An approach for investigating the depositional mechanism of fine-grained surge deposits. The example of the dry surge deposits at “La Fossa di Vulcano”

Abstract

Fine-grained, thinly laminated surge deposits have been studied in order to understand the physical properties of pyroelastic deposits with a large tractional component and to investigate on type and number of laminae deposited from a single surge cloud. The examples are taken from the dry surge deposits of the Fossa cone (Vulcano island), where there is a good knowledge of the stratigraphy, good exposures of the deposits, and an absence of secondary structures. Analysis of texture and structure allows all the bed facies to be grouped into 4 principal types. Type 1 is made up of a loose, coarse and medium ash in dark grey, gently undulating laminae, sometimes with cross laminae, that alternate with pale grey laminae. Type 2 consists of grey ash in beds characterized by limited lateral continuity, normal grading and a flat, non-erosive base.

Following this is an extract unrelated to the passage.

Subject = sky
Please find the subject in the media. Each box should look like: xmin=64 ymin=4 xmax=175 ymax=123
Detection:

Type 3 is made up of submillimeter, ochreous laminae, plane-parallel or gently undulating. Type 4 consists of massive beds of fine ash, ochre in colour, characterized by notably lateral continuity and constant thickness. Determination of the nature, morphology, and size of the grains, shows that a close relationship exists between the relative abundance and shape of components and the textural and grain-size characteristics of the bed facies. The results suggest that a single surge event could deposit either a set of plane-parallel to transverse laminae (as Type 1 and Type 3), or a pair of laminated beds (as Type 2 and 4), depending on the flow velocity, the effective grain size and density of the solid phase, and the particle concentration in the eruptive cloud. The almost complete lack of lithics suggests that magma-water interaction occurred in sub-surface conditions across a fragmented magma surface. The efficiency of the interaction was primarily controlled by the ascent velocity of the magma in the conduit and its physical properties.